A new edited collection of groundbreaking essays explores how Africans past and present have utilized sports to forge complex identities and shape Africa's dynamic place in the world.

Published by Ohio University Press, Sports in Africa: Past and Present examines the ways that Africans appropriated sporting practices to fulfill their own varied interests, especially as mechanisms of resistance against European colonial powers. 

Professor Todd Cleveland, the book's lead editor, worked with international co-editors Tarminder Kaur (University of Johannesburg), Gerard Akindes (Josoor Institute, Qatar), and 20 authors from the United States, Africa, and Europe to produce this collection. The 17 essays in the collection present how since the late 19th century, modern sports in Africa have both reflected and shaped cultural, social, political, economic, generational, and gender relations on the continent.

Although colonial powers originally introduced European sports as a means of "civilizing" indigenous populations and upholding then current notions of racial hierarchies and "muscular Christianity," Africans rejected this European structure and embraced sports for their own purposes. Sports in Africa encompasses a wide range of topics, including women footballers in Nigeria, Kenya's world-class long-distance runners, pitches and stadiums in communities large and small, fandom and pay-to-watch kiosks, the sporting diaspora, sports pedagogy, sports as resistance and as a means to forge identity, sports heritage, the impact of politics on sports, and sporting biography.
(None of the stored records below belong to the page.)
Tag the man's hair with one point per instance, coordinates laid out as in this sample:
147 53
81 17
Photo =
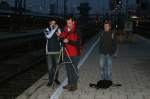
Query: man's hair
53 19
71 17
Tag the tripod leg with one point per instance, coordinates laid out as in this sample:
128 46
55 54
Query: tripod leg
57 66
71 62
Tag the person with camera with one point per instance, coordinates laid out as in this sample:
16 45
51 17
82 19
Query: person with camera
52 50
107 48
71 44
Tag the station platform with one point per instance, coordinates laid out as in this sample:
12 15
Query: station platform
131 68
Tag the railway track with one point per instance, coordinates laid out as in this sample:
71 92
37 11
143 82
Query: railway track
20 81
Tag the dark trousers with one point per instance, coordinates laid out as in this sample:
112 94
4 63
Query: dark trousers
52 65
72 70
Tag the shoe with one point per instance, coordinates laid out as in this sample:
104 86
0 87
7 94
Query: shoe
66 86
49 84
73 88
57 82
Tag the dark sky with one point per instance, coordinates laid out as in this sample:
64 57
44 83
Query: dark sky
43 5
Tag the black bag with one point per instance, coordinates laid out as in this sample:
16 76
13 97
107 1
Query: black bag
104 84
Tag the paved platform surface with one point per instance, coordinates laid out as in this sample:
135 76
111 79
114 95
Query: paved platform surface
131 68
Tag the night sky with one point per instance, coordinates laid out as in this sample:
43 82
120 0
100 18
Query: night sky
98 6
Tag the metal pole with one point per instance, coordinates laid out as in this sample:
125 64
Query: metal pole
57 6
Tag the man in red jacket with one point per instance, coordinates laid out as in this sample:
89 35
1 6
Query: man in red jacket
71 43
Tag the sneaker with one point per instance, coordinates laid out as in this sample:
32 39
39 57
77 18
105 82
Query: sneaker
73 88
67 86
57 82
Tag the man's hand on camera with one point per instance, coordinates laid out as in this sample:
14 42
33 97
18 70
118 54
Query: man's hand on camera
58 33
66 40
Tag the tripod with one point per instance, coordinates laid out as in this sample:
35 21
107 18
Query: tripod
61 61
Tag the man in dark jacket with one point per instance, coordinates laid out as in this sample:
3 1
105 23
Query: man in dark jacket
52 50
107 47
71 43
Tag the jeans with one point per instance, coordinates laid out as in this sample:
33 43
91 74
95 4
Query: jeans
72 70
105 67
52 66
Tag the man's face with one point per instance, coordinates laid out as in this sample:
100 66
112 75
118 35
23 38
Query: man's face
107 27
52 23
70 23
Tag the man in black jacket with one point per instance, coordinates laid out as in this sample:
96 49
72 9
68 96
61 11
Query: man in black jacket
52 50
107 47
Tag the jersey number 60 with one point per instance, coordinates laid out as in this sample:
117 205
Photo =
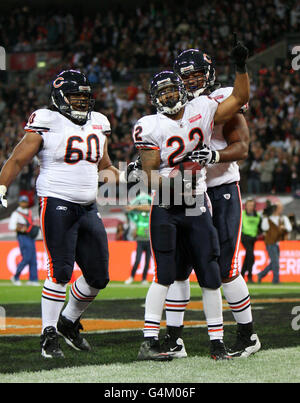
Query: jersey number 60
74 155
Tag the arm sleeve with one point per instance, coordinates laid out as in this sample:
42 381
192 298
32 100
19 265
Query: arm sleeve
265 224
287 224
12 225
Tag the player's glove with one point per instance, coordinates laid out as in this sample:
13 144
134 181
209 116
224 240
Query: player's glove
133 171
239 54
3 201
189 182
205 156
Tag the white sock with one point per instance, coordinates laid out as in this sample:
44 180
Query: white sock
178 297
237 295
53 299
154 306
80 296
213 310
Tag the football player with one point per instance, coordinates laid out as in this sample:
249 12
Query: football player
164 140
229 143
70 140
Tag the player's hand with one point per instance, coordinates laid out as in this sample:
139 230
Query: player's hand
189 181
205 156
239 54
133 171
3 201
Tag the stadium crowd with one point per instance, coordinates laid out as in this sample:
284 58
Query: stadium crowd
120 51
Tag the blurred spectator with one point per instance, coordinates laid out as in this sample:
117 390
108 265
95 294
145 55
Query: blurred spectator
112 47
276 227
120 233
295 233
138 212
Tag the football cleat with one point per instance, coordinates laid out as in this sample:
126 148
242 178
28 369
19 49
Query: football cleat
245 345
218 351
174 346
49 344
151 350
70 332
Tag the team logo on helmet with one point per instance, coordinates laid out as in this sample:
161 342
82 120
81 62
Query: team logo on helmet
57 84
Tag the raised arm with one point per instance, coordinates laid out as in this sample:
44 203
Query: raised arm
236 134
22 154
241 91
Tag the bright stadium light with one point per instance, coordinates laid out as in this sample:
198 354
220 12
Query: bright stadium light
2 58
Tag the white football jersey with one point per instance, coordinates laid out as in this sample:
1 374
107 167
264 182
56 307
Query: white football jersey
176 138
69 156
224 172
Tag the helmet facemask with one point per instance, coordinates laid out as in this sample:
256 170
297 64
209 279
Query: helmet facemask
169 99
81 105
197 81
72 96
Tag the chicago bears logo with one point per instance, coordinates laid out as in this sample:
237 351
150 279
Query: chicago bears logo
31 119
58 82
206 58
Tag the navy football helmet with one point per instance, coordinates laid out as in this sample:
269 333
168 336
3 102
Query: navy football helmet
72 82
167 84
191 61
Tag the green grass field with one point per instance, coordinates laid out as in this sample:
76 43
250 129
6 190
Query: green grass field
113 357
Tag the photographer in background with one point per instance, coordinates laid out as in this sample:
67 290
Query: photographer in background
276 227
251 225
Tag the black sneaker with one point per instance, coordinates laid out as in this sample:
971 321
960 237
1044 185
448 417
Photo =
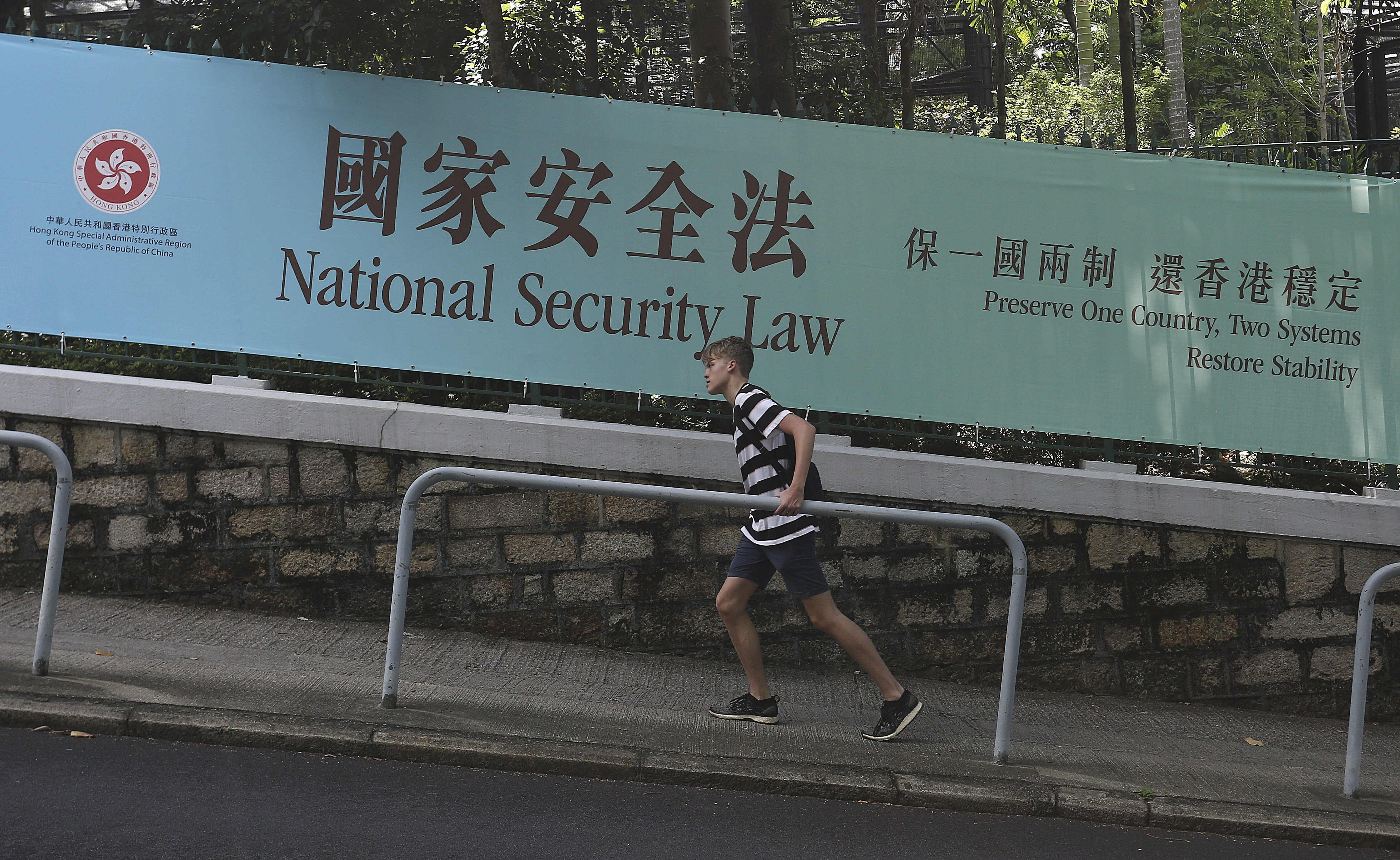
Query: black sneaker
748 708
895 716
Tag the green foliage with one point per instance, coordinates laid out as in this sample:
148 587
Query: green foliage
1251 69
407 38
1050 103
545 42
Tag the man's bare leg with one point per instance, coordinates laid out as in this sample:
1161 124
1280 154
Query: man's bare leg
850 636
733 604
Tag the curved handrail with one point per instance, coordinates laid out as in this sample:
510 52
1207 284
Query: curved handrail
408 514
58 537
1360 674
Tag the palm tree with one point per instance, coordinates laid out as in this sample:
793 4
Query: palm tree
712 51
1084 38
1175 71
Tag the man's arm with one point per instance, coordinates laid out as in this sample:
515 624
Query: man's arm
804 436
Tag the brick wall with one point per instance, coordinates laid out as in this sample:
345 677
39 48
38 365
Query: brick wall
282 527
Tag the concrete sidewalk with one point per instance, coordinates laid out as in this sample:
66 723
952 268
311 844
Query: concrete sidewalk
230 677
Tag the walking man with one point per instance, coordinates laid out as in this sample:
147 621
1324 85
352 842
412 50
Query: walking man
775 450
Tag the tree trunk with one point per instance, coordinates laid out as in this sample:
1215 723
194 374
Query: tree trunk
1322 81
1128 72
1175 71
918 9
771 55
999 24
877 61
591 47
1084 41
496 41
712 54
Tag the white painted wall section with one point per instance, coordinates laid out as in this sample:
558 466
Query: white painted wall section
540 438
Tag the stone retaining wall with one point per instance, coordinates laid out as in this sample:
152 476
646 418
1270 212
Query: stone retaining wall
299 528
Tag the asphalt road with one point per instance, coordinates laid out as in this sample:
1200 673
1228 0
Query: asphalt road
111 799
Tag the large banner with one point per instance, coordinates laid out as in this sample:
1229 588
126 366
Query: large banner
177 199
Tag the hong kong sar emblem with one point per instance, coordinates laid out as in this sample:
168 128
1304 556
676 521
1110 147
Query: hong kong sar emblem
117 171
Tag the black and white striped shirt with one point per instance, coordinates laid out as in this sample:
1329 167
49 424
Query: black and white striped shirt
766 459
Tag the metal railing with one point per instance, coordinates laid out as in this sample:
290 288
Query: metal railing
58 537
408 514
1360 674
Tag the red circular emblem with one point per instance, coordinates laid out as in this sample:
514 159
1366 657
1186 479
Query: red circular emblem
117 171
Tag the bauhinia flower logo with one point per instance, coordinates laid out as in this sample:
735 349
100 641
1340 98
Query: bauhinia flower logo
117 171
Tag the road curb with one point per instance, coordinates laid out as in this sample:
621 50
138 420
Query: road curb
569 758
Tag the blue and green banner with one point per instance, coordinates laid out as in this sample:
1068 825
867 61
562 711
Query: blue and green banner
189 201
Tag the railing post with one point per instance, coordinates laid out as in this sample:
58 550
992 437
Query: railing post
1360 676
402 555
58 537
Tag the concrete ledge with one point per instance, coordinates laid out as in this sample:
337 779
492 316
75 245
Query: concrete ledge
534 755
558 442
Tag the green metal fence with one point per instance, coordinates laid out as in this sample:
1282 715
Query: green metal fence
1371 157
689 414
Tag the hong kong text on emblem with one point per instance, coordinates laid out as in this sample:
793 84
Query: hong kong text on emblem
117 171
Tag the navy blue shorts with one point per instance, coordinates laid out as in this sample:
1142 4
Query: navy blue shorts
796 559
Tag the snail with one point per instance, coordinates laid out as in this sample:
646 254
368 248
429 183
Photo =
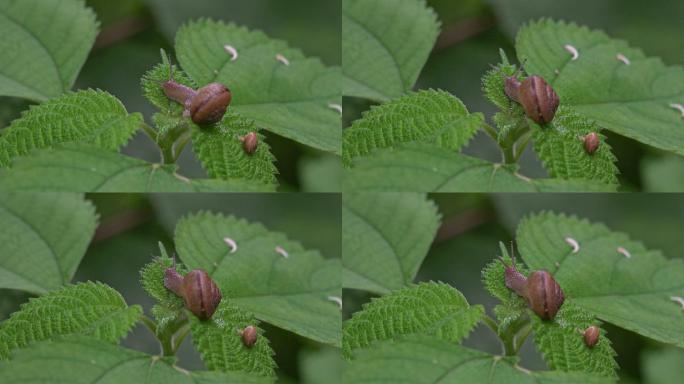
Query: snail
591 142
206 105
199 292
536 96
249 336
541 291
591 336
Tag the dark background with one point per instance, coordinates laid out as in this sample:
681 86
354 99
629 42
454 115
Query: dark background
133 31
473 225
127 238
474 30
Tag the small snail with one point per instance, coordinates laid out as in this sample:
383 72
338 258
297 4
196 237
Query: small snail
536 96
201 295
250 142
249 336
591 336
591 142
207 105
542 292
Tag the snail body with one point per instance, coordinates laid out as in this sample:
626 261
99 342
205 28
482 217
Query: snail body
206 105
535 95
541 290
199 292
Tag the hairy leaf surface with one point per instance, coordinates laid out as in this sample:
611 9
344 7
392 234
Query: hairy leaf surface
425 168
632 100
385 44
91 117
43 238
88 360
434 309
385 238
632 292
431 361
294 292
44 45
219 342
78 168
290 97
93 309
220 150
434 117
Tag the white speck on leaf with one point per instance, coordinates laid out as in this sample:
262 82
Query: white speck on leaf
233 52
624 252
572 50
282 59
336 300
282 252
573 243
623 58
231 243
336 107
678 107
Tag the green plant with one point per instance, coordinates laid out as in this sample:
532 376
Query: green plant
413 331
71 331
70 140
412 140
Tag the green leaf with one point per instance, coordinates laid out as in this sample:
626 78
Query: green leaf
294 292
561 342
79 168
426 168
633 292
431 116
90 117
88 308
663 174
43 238
662 366
44 45
560 146
290 100
87 360
434 309
220 150
385 237
219 342
431 361
385 45
632 100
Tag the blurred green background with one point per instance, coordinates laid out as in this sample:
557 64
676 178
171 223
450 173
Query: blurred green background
127 238
133 31
474 30
473 225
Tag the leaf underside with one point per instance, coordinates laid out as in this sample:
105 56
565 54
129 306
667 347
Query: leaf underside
43 238
629 99
290 97
296 293
386 238
90 117
632 292
425 168
431 116
87 360
79 168
434 309
385 44
44 45
430 361
93 309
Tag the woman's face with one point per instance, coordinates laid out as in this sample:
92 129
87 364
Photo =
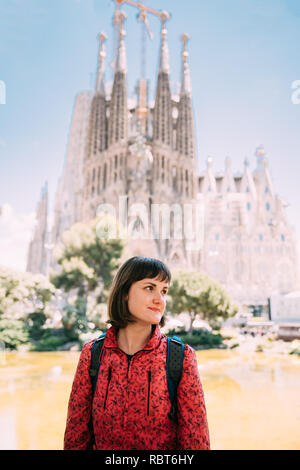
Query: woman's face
147 300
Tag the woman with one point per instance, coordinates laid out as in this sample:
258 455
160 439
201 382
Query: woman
131 400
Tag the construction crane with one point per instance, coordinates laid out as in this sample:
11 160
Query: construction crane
142 16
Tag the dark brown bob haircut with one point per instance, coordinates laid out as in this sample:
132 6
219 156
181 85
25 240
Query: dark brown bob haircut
133 270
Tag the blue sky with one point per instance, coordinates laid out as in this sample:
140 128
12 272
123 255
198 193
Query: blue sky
244 57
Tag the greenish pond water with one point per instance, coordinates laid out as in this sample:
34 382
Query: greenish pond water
252 399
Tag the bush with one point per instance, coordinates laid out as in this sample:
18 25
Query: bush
50 343
13 333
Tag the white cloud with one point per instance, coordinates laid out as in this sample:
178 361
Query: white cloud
16 230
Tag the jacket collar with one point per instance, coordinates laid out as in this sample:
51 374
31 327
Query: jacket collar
111 338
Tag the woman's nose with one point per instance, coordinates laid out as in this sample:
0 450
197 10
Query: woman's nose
159 297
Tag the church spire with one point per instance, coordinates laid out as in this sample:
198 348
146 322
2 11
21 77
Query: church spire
100 87
118 112
185 140
162 118
164 60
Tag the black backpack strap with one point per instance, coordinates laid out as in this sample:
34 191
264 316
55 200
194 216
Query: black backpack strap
94 371
175 352
95 360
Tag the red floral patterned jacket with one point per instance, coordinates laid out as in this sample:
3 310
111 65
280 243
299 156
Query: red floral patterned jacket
131 401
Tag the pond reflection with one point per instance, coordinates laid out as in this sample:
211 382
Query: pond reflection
252 400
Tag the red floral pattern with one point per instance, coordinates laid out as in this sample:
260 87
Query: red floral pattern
131 401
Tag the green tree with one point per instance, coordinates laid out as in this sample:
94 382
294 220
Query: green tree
24 299
88 257
197 294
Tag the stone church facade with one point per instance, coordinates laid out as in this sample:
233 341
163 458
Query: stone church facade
147 156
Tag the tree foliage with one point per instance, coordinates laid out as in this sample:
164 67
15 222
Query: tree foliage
87 258
24 299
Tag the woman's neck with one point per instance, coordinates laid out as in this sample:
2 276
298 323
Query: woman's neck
133 337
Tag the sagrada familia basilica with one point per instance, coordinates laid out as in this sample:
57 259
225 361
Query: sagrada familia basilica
144 157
Sports in Africa has drawn early praise. Professor Thompson of Stellenbosch University in South Africa argues that "this collection of essays opens up the debate on the influences of social history, subaltern studies, and postmodernism in stimulating new research and pedagogical approaches to sports in Africa." It stands as "a go-to volume for those seeking a solid introduction to the politics, poetics, and practices of the fascinating life-worlds of sports in Africa."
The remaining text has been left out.